By Miya Knights, 28 Sep 2011 at 10:39

cloud computing

More than two thirds of IT directors are worried about cloud sprawl, with 54 per cent unsure of how many cloud-based services their employees are actually using.

So claims research by Vanson Bourne - commissioned by IT monitoring firm Opsview - which canvassed opinion from those working in UK-based midsized and large enterprises.

James Peel, product manager at Opsview, told IT Pro's sister title Cloud Pro the speed and ease of deployment of cloud services on an ad hoc, unchecked basis by individual business units and the fact that staff are purchasing services without the involvement of the IT department led to governance concerns and a lack of visibility.

"IT departments want to offer business units more autonomy in taking advantage of cloud services, but they also want to work with them to manage cost, monitoring, security and governance,” he said.

Another issue the report highlighted is how attempts to gain better control over IT are being hampered by employees not adhering to IT policies. Of the 200 IT directors surveyed, 76 per cent admitted that employees were likely to flout IT policies in order to make use of cloud services.

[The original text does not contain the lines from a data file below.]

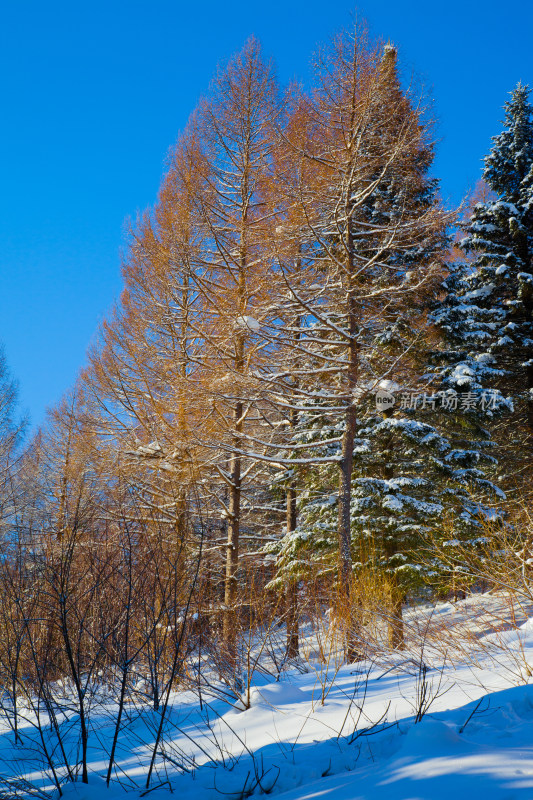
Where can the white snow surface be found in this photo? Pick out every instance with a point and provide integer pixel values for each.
(361, 743)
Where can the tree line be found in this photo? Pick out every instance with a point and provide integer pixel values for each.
(222, 462)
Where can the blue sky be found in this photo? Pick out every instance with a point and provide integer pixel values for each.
(94, 94)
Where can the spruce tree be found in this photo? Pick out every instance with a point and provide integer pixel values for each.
(487, 311)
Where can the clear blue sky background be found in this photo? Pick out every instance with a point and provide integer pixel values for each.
(93, 94)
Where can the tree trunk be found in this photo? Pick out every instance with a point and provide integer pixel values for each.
(292, 588)
(232, 553)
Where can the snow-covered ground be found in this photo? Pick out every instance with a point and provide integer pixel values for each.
(348, 732)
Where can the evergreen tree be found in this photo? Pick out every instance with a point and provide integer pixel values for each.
(487, 311)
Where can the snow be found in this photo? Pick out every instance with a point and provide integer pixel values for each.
(335, 732)
(248, 322)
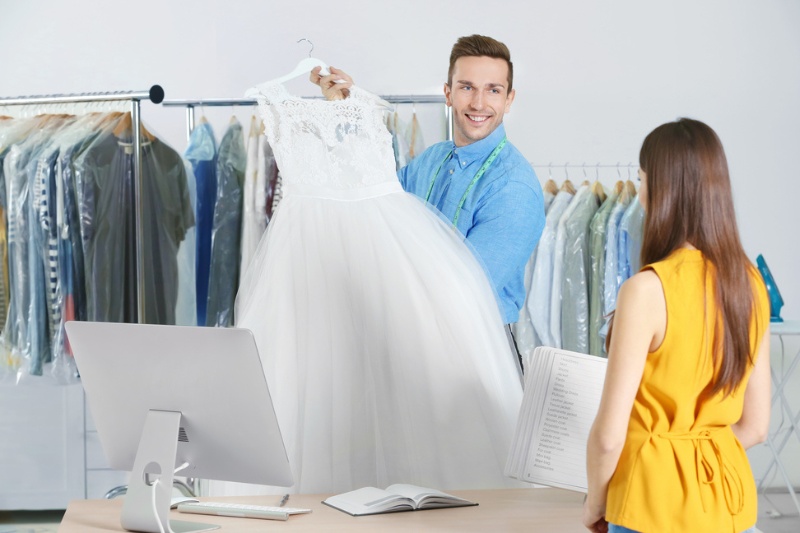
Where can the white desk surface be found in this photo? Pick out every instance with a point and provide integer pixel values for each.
(501, 510)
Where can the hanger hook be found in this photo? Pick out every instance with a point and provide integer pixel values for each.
(309, 42)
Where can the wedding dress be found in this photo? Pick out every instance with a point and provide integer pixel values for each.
(380, 336)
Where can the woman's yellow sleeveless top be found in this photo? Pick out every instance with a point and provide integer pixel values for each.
(682, 469)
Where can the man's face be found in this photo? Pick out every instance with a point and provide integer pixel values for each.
(479, 96)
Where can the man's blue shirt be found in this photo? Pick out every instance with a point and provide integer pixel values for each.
(502, 216)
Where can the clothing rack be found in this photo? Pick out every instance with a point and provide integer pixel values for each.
(585, 166)
(234, 102)
(156, 95)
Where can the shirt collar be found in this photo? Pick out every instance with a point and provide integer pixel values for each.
(480, 149)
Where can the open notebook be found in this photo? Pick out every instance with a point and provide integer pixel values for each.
(562, 395)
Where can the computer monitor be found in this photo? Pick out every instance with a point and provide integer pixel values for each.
(162, 396)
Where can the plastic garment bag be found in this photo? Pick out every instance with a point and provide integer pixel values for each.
(260, 164)
(524, 333)
(202, 153)
(630, 241)
(575, 281)
(268, 175)
(186, 306)
(226, 236)
(541, 284)
(414, 140)
(559, 265)
(104, 178)
(611, 281)
(597, 231)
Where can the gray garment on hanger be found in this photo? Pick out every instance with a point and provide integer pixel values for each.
(597, 231)
(575, 282)
(223, 279)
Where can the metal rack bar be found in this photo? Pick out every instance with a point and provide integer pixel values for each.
(156, 95)
(233, 102)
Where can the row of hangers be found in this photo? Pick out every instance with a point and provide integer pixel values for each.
(625, 190)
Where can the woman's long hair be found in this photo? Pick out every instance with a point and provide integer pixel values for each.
(689, 199)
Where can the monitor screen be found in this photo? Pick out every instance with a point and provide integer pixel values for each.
(209, 379)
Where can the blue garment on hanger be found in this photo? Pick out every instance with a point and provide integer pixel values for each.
(202, 154)
(630, 241)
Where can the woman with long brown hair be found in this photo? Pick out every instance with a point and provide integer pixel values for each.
(687, 387)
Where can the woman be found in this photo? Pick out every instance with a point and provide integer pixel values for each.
(687, 388)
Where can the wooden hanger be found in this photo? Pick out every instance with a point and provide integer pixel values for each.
(551, 186)
(305, 66)
(414, 132)
(631, 187)
(599, 191)
(567, 186)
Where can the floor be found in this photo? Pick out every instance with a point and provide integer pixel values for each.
(777, 514)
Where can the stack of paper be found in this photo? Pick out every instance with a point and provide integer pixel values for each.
(562, 394)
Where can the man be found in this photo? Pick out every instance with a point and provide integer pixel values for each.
(479, 181)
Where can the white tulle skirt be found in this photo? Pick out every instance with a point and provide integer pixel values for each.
(383, 348)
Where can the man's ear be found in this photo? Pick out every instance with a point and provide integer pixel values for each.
(510, 100)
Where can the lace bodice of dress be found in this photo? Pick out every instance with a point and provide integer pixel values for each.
(341, 144)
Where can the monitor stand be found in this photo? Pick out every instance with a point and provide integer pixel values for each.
(155, 460)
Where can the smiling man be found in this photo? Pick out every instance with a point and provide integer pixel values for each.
(480, 181)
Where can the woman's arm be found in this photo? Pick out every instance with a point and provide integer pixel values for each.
(752, 427)
(639, 325)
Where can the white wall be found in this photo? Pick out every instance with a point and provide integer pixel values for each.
(592, 78)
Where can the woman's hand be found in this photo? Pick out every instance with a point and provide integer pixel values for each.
(335, 86)
(594, 519)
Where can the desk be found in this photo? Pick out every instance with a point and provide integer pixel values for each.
(501, 510)
(788, 414)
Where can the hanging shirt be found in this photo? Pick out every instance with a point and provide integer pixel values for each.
(610, 279)
(502, 215)
(597, 232)
(577, 268)
(630, 241)
(559, 265)
(542, 280)
(250, 220)
(226, 238)
(202, 154)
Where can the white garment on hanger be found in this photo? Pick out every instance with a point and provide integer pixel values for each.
(542, 284)
(381, 339)
(558, 266)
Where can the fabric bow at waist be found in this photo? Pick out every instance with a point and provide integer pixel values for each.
(706, 450)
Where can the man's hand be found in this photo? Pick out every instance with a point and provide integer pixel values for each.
(335, 86)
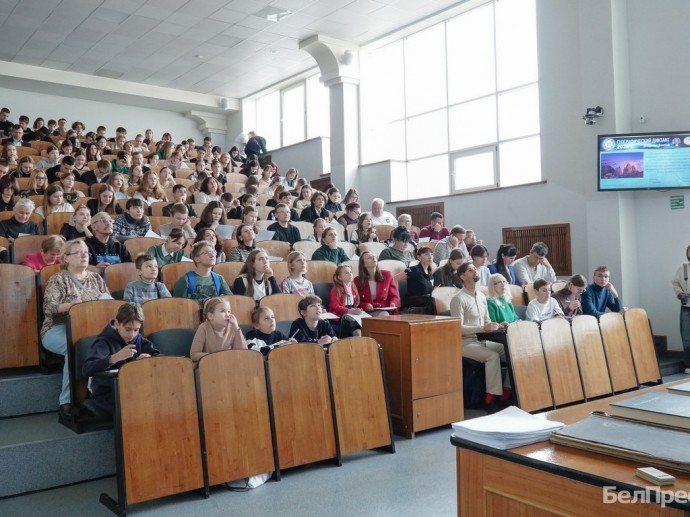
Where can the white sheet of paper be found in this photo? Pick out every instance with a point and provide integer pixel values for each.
(264, 235)
(225, 231)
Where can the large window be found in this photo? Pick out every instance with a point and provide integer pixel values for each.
(294, 114)
(458, 102)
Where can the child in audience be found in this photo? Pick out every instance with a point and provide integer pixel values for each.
(172, 250)
(543, 307)
(146, 288)
(53, 202)
(345, 300)
(133, 223)
(256, 278)
(118, 181)
(296, 282)
(310, 328)
(219, 331)
(118, 344)
(264, 336)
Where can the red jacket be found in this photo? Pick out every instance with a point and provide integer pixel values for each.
(386, 292)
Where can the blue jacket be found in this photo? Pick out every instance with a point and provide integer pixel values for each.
(596, 299)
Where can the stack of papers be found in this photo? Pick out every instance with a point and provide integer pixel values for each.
(492, 430)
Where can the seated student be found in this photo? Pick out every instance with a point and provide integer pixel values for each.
(149, 190)
(37, 184)
(329, 249)
(48, 254)
(351, 215)
(264, 336)
(283, 230)
(319, 226)
(420, 283)
(435, 230)
(398, 251)
(219, 331)
(505, 256)
(296, 282)
(104, 201)
(69, 193)
(19, 223)
(9, 190)
(78, 227)
(480, 258)
(447, 275)
(534, 266)
(172, 250)
(499, 301)
(103, 249)
(133, 223)
(256, 278)
(118, 344)
(377, 288)
(543, 307)
(53, 202)
(569, 297)
(601, 295)
(180, 220)
(146, 288)
(211, 217)
(310, 328)
(344, 300)
(246, 243)
(201, 283)
(365, 231)
(179, 196)
(210, 236)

Peel added that the findings underline that businesses cannot be sure whether cloud service providers are meeting agreed service level agreements (SLAs). In response, three quarters (75 per cent) said they would like more information or metrics to ensure cloud service providers are meeting SLAs.

“Looking at the visibility that IT has throughout the enterprise today, the landscape is only getting more complicated and cloud isn’t helping that,” he said. The number of cloud services being consumed is increasing in relation to IT headcount and governance capabilities.

Therefore, Peel said the IT department should look to work more closely with cloud services owners across the business. He added that a way of supporting closer cooperation would be to introduce more flexible automation tools able to adapt and track dynamic cloud environments.

“The business may connect to cloud services via a number of APIs [application programming interfaces], where IT can extend its monitoring systems into the cloud environment to centralise API security and access control, for instance,” he said.

Another recent survey suggested enterprises were still wary about committing to cloud, as IT managers expressed concerns about a lack of troubleshooting capabilities.